Biodiesel is a domestically produced, renewable fuel made primarily from biomass such as vegetable oils, animal fats or recycled restaurant grease. Production occurs through transesterification, separating glycerin from biodiesel, which can then be blended into different concentrations for use: B5 (< 5% biodiesel), B20 (6-20% biodiesel) or B100 (100% biodiesel). Blends of <5% aren’t required to be labeled, so you may be using biodiesel without even knowing it.
As companies search for transportation-related emission reductions in either scope 1 or scope 3 categories biodiesel is a good start. Biodiesel offers 57 – 86% reduction in lifecycle greenhouse gas emissions, depending on feedstock and blend.
As a drop-in fuel for traditional diesel vehicles with similar fuel economy, this alternative fuel doesn’t require new vehicles or vehicle modifications, significantly shortening the conversion process. Further, biodiesel raises the cetane number of the fuel which works to improve fuel lubricity, extending wear of engine components.
From a cost perspective, biodiesel qualifies as a renewable fuel under the federal Renewable Fuel Standard, California’s Low Carbon Fuel Standard and Oregon’s Clean Fuels Program, which were all created to expand clean fuel solutions and reduce transportation-related emissions. In 2018 the biodiesel industry produced 2.6 billion gallons of biodiesel and became the largest generator of LCFS credits (see definition below), making it the most widely used alternative fuel.

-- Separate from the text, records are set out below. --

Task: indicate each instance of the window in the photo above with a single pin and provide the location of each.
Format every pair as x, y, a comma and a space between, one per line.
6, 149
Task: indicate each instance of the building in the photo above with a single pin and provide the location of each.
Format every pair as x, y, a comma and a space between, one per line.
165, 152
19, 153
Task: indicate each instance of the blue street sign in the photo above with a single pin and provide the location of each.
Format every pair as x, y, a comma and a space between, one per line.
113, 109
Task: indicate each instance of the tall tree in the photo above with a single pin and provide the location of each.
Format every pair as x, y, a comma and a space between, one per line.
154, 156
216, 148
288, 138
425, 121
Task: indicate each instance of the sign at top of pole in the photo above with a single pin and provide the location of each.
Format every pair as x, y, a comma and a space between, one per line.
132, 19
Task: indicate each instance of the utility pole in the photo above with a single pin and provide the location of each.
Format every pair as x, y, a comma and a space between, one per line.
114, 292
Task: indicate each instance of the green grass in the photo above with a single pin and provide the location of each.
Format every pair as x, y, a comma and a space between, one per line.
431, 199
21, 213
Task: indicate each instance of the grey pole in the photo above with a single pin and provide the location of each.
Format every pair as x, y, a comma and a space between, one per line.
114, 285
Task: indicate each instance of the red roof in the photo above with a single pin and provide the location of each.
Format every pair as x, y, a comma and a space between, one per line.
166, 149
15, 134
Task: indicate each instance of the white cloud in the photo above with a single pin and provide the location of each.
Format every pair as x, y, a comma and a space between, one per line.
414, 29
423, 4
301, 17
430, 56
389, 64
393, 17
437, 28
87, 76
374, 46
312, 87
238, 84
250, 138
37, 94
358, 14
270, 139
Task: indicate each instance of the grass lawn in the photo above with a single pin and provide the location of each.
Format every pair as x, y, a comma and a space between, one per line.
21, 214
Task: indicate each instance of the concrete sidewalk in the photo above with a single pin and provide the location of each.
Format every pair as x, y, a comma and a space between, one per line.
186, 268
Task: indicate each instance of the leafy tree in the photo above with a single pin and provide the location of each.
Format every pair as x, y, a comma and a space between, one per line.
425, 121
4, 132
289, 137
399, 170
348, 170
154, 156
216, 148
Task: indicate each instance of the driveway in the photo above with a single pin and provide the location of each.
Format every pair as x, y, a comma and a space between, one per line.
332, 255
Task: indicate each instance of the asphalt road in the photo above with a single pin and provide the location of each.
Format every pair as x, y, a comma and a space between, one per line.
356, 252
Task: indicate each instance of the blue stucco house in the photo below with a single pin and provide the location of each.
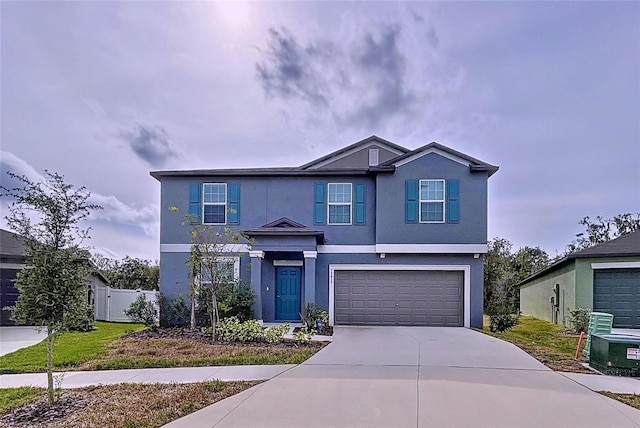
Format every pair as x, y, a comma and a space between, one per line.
374, 233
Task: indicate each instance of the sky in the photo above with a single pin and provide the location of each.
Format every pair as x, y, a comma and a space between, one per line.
104, 92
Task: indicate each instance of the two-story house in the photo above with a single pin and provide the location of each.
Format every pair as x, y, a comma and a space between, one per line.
374, 233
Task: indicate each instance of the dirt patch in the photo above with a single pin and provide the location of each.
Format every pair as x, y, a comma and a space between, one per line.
131, 405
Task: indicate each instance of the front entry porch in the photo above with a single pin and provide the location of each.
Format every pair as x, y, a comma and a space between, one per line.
283, 269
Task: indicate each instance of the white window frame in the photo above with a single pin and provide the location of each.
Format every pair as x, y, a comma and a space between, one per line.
226, 201
443, 200
329, 204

In some regions, biodiesel isn’t so much of a “can we have it”, rather a “you must use it” conversation. According to the chart below, courtesy of Breakthrough, biodiesel blends are mandated in some states across the nation.

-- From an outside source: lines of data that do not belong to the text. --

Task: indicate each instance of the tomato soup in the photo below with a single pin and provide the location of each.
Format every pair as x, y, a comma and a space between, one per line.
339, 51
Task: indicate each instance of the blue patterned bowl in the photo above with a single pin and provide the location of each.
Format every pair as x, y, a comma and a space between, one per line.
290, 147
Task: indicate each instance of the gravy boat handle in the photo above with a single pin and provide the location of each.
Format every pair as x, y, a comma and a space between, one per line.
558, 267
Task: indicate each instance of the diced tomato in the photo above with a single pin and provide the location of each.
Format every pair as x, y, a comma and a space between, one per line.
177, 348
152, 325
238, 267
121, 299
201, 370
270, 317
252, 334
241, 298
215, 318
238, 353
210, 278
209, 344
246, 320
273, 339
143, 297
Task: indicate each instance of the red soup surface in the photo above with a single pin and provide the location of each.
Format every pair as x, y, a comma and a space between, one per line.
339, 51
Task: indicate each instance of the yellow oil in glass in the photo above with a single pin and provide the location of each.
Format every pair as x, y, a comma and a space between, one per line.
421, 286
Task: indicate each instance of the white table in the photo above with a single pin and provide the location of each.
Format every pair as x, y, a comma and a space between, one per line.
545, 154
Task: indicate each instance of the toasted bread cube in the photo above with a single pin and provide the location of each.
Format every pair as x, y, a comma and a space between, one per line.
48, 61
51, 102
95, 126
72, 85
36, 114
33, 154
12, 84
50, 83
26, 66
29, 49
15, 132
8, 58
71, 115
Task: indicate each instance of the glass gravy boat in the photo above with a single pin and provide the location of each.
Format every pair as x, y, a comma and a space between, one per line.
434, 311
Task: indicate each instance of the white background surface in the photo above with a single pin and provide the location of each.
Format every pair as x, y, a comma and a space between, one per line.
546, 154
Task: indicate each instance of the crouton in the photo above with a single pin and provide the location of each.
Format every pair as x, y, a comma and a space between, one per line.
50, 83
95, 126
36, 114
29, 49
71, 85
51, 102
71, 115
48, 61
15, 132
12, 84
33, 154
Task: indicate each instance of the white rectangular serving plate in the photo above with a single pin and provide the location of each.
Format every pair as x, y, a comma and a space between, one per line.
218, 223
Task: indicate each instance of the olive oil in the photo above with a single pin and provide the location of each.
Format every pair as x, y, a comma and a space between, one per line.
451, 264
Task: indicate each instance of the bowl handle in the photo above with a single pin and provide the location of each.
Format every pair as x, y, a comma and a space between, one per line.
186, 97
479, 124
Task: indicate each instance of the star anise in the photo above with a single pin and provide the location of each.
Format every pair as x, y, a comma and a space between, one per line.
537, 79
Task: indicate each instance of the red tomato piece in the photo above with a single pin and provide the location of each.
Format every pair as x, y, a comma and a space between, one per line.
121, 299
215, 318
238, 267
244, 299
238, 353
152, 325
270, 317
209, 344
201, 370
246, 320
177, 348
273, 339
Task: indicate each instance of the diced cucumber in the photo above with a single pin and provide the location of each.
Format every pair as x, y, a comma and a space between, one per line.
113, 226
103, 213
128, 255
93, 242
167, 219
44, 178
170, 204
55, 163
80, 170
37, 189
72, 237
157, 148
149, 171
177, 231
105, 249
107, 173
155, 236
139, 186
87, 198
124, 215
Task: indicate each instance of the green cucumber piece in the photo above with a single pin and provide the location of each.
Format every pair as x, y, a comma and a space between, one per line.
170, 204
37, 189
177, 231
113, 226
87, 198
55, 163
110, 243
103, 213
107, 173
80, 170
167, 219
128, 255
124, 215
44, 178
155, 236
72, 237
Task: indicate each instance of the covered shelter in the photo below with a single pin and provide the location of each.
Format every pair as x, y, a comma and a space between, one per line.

Biodiesel is undoubtedly an easy path to emission reductions, but still contains a few key considerations to keep in mind.
- Fueling infrastructure for blends of B20 and higher is limited, with only a few hundred stations across the nation. The limited availability is partly due to demand and also because stations that offer blends of B20 and higher are subject to further certification procedures and lack storage capabilities.

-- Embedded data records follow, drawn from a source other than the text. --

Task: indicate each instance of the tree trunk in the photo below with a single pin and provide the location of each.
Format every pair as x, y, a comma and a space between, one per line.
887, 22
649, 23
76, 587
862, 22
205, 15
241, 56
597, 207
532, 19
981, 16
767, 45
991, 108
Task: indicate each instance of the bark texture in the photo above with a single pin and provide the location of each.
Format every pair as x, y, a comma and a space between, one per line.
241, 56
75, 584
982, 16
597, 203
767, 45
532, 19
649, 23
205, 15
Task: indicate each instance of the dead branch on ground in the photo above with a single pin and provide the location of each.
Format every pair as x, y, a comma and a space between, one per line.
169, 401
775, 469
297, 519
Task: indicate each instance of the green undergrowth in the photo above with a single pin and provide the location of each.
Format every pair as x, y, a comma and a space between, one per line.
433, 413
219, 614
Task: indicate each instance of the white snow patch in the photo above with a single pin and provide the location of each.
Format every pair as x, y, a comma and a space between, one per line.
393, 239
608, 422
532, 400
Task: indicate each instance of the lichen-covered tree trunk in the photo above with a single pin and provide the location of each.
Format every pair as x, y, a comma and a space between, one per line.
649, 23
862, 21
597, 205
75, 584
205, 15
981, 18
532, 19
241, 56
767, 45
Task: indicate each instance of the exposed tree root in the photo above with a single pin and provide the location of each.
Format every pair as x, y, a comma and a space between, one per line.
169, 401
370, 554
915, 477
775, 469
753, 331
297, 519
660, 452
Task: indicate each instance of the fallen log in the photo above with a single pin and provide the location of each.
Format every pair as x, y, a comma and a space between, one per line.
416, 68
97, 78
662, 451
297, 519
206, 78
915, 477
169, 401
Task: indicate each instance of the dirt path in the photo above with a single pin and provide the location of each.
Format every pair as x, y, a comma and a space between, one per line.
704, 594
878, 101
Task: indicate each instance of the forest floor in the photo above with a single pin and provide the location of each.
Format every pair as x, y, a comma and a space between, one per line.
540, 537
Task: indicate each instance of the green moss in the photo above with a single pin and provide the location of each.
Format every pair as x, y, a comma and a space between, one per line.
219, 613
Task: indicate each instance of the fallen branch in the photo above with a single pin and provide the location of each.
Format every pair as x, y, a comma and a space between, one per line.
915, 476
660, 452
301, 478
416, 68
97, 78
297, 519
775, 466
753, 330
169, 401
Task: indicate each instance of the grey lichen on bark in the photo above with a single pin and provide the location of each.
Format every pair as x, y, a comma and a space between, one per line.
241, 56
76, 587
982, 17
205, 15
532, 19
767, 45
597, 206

- The next concern is relative to capability. Fleets considering use of biodiesel should first check with their vehicle manual to ensure it can use biodiesel. The manual will identify if biodiesel can be used and then if so, which blends are compatible with the engine. Most vehicles are can use B5, but then higher blends are in question. The National Biodiesel Board’s OEM Information also tracks compatibility of various vehicles.
- If your fleet operates in cold climates, you may consider the blend of biodiesel used as higher blends may not perform well in cold weather conditions because it freezes faster than traditional diesel.
Biodiesel is a quick solution to immediate transportation-related emission benefits. It’s a drop-in fuel for most existing diesel vehicles in blends of B5 and B20 and qualifies for government financial credits. However, emission benefits are small compared to other alternative fuels, fueling infrastructure is still quite limited and fuel costs may be challenging for fleets seeking the lowest cost fuel solution.